Though there have been a few, always tragic, crashes involving private or charter planes, accidents, here, are rare. On Beaver Island, we have two air taxi services: Island Airways, and Fresh Air Aviation. They make dozens of trips a day between the mainland and our remote island, delivering passengers and packages and mail, and that are, for four months of every year, our only physical connection to the mainland. They serve our needs in a hundred ways, safely and thoughtfully. Both do a wonderful job. Island Airways has been around the longest, having served the island for more than seventy years.
Yesterday, coming in for a landing on a blustery day, one of the Island Airways planes crashed. The tragedy unfolded through the afternoon. In town, we first learned that all of our emergency vehicles and personnel, ambulance, EMT, fire trucks, and sheriff, were headed south. That told us that it was something big; faces reflected the tension as we waited for more news. Slowly, information came, as people came in. It happened at the airport. The Coast Guard sent helicopters. it was a plane crash.

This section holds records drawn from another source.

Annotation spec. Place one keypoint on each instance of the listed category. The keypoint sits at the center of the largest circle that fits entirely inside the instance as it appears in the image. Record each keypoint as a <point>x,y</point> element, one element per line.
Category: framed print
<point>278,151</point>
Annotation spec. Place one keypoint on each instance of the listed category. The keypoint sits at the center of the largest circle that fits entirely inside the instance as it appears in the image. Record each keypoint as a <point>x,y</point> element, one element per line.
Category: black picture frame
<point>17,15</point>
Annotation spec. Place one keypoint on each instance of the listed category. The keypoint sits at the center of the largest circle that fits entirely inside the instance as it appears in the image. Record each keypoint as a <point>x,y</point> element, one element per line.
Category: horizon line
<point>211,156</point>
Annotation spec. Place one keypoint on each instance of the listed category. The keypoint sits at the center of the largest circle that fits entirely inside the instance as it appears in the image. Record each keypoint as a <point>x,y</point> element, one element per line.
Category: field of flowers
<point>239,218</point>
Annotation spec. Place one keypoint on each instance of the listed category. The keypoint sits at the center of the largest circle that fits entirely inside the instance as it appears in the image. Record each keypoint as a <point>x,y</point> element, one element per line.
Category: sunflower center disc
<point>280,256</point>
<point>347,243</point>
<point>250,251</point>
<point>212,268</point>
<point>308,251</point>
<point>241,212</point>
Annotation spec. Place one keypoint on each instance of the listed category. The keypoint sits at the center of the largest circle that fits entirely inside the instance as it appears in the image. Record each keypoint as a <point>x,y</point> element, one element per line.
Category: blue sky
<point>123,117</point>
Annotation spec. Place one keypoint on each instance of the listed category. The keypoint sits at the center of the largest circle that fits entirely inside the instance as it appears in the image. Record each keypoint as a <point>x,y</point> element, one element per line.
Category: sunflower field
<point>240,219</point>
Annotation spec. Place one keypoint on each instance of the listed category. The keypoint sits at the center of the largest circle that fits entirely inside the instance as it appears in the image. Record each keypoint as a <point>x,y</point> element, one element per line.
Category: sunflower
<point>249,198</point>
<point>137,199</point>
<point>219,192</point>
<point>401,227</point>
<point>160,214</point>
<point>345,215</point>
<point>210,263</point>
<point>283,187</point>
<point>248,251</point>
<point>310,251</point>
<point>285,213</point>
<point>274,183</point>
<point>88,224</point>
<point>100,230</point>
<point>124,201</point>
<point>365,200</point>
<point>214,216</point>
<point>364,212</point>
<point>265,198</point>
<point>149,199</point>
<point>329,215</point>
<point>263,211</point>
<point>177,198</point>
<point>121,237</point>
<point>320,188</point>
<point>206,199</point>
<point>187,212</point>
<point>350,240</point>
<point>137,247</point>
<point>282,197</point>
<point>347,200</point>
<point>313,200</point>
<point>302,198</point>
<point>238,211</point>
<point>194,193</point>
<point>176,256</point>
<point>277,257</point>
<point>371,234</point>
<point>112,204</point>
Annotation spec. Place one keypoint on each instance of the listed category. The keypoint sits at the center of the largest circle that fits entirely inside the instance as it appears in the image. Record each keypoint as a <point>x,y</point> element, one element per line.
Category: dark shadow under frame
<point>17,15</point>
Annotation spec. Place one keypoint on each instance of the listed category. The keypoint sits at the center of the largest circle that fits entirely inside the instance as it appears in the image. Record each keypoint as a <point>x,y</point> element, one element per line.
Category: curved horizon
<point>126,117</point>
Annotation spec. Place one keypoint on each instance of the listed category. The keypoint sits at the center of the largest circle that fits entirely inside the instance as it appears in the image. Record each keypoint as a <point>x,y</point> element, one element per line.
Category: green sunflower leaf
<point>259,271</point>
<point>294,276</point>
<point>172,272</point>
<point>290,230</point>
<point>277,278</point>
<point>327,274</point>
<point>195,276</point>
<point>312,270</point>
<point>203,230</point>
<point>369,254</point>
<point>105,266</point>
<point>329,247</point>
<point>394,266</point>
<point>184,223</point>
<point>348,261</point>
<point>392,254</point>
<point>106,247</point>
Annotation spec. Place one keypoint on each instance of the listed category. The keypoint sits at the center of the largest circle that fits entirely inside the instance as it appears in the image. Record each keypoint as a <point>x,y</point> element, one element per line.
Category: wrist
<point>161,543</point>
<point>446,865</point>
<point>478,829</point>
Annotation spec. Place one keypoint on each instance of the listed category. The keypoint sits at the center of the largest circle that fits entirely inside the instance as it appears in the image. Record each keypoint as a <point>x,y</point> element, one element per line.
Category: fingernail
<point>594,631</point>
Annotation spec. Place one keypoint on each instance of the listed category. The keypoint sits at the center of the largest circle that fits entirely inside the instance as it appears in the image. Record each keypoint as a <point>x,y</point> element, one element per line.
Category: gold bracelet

“Wait,” we told ourselves and each other, “you know how facts get garbled.” We reached out hands and gave out hugs, and looked into faces filled with worry and concern and sadness. That bit of connection was all we had, as we waited.
By last night, there were news reports. Three dead at the scene; two airlifted out in critical condition; one of those died. At this time, one young girl is the only survivor. Some names were revealed. They are people we know. We know their smiles, their history, their projects, their families. They all feel like family. The island grieves together. It’s like a thick fog we are stumbling around in. What do we say? What do we do next? How do we continue?
Social media, which is often filled with current events, family pictures and petty grievances, is suddenly awash with images: a candle’s flame. One light in the darkness, posted and shared, sometimes with a few words, sometimes alone. It’s just a small way of reaching out, from whatever distance, to say “I feel it, too,” “I care,” “We are family.” Just a small light, a tiny spark, to help to lead us through. Until we figure out how to go on.